HPE Community read-only access December 15, 2018
This is a maintenance upgrade. You will be able to read articles and posts, but not post or reply.
Hours:
Dec 15, 4:00 am to 10:00 am UTC
Dec 14, 10:00 pm CST to Dec 15, 4:00 am CST
Dec 14, 8:00 pm PST to Dec 15, 2:00 am PST
Operating System - OpenVMS
cancel
Showing results for 
Search instead for 
Did you mean: 

VAXC$ESTABLISH, LIB$FIND_IMAGE_SYMBOL, and threads

 
SOLVED
Go to solution
Craig A Berry
Honored Contributor

VAXC$ESTABLISH, LIB$FIND_IMAGE_SYMBOL, and threads

I'm dealing with some code that basically does this:

VAXC$ESTABLISH(handler);
LIB$FIND_IMAGE_SYMBOL(image, symbol ...);

Then the handler calls SYS$PUTMSG with (parts of) the signal array that it gets and provides SYS$PUTMSG with an action routine to store the resulting formatted message in a safe place. The definition of "safe" needs further examination, which I'll get to in sec.

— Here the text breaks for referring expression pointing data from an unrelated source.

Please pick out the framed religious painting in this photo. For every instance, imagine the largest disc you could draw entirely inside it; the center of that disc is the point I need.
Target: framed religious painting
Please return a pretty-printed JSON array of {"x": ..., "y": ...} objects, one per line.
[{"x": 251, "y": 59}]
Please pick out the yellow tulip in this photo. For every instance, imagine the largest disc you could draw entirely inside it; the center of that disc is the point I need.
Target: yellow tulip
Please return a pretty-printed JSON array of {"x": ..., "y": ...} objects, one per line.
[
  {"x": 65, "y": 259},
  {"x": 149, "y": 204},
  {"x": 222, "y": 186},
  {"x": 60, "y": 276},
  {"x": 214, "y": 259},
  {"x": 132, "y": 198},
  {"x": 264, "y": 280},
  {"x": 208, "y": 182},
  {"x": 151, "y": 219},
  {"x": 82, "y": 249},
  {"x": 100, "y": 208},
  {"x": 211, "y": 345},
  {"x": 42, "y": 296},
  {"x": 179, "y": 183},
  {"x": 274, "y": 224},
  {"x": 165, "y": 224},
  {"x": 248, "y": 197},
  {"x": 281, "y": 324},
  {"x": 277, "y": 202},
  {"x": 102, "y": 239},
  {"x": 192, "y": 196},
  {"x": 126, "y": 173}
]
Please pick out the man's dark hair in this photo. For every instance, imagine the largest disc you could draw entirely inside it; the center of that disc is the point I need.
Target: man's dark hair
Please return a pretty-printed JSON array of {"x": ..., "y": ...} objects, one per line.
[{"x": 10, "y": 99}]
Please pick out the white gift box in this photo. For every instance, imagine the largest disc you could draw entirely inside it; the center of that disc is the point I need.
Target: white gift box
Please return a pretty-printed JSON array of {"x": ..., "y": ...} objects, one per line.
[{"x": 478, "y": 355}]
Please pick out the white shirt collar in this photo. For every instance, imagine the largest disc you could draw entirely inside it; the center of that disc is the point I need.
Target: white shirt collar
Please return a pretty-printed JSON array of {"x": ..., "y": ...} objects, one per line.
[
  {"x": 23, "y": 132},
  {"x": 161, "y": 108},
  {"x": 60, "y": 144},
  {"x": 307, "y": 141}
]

This all works peachy most of the time, but here's the kicker: the SYS$PUTMSG action routine calls pthread_getspecific in order to say, "What thread am I?" and then stores the error message in thread-specific data for use by somebody downstream doing clean-up. Occasionally, under heavy load and with multiple threads active, an error condition in LIB$FIND_IMAGE_SYMBOL results in either an access violation when trying to store the error message, or the sanity checking in the downstream destructor routine says, "Hey, this data belongs to some other thread, why are you giving it to me to clean up?"

I'm guessing that the exception handler does not necessarily execute in the same thread as the call to LIB$FIND_IMAGE_SYMBOL, so the call to pthread_getspecific reports some other thread (parent thread? thread 0?). Is that true? Is it documented anywhere? What about SYS$PUTMSG's action routine -- does it execute in the same thread as the routine that calls SYS$PUTMSG? Is there any way from the condition handler to find out what thread I was in when calling LIB$FIND_IMAGE_SYMBOL?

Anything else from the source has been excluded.